Um was geht es überhaupt? Es geht um ein Problem, dessen Reichweite und Bedeutsamkeit gar nicht hoch genug eingeschätzt werden kann: Was passiert, wenn eine Ressource wie Fische, frische Luft, stabiles Klima, Wälder, usw. von vielen Nutzern ausgebeutet wird? Allen diesen Beispielen ist eines gemeinsam: sie lassen sich nur schwer oder gar nicht einzäunen, aufteilen oder den Zugang sonstwie zu ihnen verhindern – es sind so genannte öffentliche Güter. Da sich nun jeder davon bedient und jeder den maximalen Nutzen (kurzfristig) genau dann hat, wenn er so viel entnimmt, wie er nur kann, kommt es bald zum völligen Zusammenbruch der Ressource. Und dann steht jeder der gierigen kurzfristigen Nutzenmaximierer vor einer weitaus schlechteren Situation, als wenn er sich von Anfang zurück gehalten hätte.

Das sieht man leicht an der Überfischung der Weltmeere (ca. 75% der Arten sind dramatisch überfischt und stehen teilweise vor dem Zusammenbruch), den gescheiterten Klimaschutzkonferenzen und vielen anderen Beispielen.

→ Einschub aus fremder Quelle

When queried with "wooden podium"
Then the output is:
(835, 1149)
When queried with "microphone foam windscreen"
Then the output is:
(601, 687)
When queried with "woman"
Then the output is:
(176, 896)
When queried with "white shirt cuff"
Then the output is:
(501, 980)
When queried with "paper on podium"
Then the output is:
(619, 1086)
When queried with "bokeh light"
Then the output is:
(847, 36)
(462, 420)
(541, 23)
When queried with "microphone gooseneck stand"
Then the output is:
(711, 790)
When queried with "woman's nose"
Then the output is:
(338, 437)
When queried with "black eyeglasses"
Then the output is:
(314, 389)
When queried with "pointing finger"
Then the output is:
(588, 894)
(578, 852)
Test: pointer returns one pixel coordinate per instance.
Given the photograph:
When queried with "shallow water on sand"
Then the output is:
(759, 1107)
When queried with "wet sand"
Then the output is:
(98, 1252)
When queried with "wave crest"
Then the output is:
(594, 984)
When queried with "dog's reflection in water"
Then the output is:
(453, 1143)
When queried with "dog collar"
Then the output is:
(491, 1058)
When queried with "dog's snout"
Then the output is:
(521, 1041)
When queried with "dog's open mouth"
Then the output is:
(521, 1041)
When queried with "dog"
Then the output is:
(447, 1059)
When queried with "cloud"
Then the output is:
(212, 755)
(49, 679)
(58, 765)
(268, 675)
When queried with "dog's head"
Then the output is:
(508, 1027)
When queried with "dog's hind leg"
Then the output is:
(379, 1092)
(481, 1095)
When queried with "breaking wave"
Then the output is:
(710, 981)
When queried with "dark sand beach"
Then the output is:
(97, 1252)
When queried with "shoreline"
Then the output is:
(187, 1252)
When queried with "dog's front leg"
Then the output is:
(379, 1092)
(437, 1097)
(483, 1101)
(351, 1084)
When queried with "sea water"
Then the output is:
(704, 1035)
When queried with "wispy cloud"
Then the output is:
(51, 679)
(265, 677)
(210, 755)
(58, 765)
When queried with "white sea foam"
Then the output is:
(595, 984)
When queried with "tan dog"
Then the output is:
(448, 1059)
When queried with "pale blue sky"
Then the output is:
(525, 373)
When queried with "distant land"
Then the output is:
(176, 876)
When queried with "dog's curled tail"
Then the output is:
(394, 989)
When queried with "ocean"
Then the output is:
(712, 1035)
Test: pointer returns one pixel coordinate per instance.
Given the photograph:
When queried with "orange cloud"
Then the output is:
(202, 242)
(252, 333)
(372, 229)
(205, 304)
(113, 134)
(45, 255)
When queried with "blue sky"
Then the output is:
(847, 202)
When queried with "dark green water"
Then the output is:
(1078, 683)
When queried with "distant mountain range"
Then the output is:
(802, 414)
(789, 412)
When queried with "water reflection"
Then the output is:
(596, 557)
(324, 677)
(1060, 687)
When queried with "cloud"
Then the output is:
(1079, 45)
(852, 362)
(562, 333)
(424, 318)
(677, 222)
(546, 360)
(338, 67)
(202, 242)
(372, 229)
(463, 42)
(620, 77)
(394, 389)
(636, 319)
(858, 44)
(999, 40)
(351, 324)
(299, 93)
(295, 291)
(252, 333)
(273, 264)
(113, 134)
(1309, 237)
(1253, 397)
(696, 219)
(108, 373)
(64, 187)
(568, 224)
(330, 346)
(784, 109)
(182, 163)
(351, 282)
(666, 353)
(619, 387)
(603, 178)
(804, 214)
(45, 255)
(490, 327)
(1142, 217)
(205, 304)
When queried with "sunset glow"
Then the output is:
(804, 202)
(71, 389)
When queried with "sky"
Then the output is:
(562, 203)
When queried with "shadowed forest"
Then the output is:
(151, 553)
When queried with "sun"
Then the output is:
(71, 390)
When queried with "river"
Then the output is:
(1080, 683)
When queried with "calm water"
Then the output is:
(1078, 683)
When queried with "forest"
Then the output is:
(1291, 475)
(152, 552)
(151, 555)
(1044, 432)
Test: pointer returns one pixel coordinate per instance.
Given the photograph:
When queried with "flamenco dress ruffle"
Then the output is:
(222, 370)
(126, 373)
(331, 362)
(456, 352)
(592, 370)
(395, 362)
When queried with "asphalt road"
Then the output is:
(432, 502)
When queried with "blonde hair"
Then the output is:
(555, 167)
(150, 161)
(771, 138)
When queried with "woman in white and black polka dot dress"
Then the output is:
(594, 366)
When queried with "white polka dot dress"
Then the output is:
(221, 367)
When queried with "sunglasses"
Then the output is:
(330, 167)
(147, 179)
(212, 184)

Und genau das sagt die Ökonomie auch voraus: Menschen sind rationale Nutzenmaximierer – oder anders ausgedrückt kaltherzige, kurzfristig denkende Egoisten. Sie bietet dann auch eine Lösung an: Privatisierung, denn dann kümmert sich jeder optimal um seinen Privatbesitz. Problem dabei: Geht bei dieser Klasse von Problemen nicht!

Die andere Standardlösung ist übrigens: Vater Staat übernimmt, stellt Aufpasser ein, stellt Regeln und Quoten auf und bestraft Regelbrecher. Problem dabei: Kostet viel Geld, die Aufpasser sind bestechlich und die Planer, die Regeln und Quoten aufstellen, haben von der Sache meist nicht die Ahnung, die die Leute vor Ort hätten, wenn man sie denn nur fragen würde.

Elinor Ostrom beschreibt nun genau diese dritte Lösung: Lokale Institutionen, von den Betroffenen selbst ausgedacht, verwaltet, überwacht. Und dafür gibt es viele, ja sehr viele Beispiele weltweit. Warum die keiner der Ökonomen sehen wollte? Schwierig zu sagen – aber vielleicht handelt es sich ja um einen ” blinden Fleck “!

Die Nobelpreisträgerin zeigt nun in vielen detaillierten Analysen, dass solche Institutionen sehr erfolgreich sein können, dass es aber auch viele Fehlschläge gibt. Warum, darüber rätselt die Forschung noch (darunter auch ich). Es scheint zwar ein Basis-Set an guten “Design-prinzipien” zu geben, an die man sich besser halten sollte, um eine stabile, gerechte, nachhaltige und effiziente Organisation von öffentlichen Gütern aufzubauen, aber warum das manchmal funktioniert und manchmal nicht, das ist bislang unklar. Solche Design-prinzipien sind z. B. klare Regeln, klare Grenzen der Ressource, kleine Gruppen, erfolgreiche soziale Vergangenheit der Gruppe, lokale Gerichtsbarkeit usw.

Die Lösung solcher Probleme hätte weltweite Auswirkungen. Wir würden verstehen, warum Open-Source-Projekte überhaupt (und so gut!) funktionieren, wir könnten Klimaschutzkonferenzen so planen, dass sie erfolgreich verlaufen würden; kurz: wir könnten nachhaltiger und gerechter in praktisch allen Problemen vorgehen.

Deshalb ist dieser Wirtschaftsnobelpreis auch hoch verdient und stärkt einer Forschung den Rücken, die Antworten sucht auf die drängendsten Probleme unserer Zeit.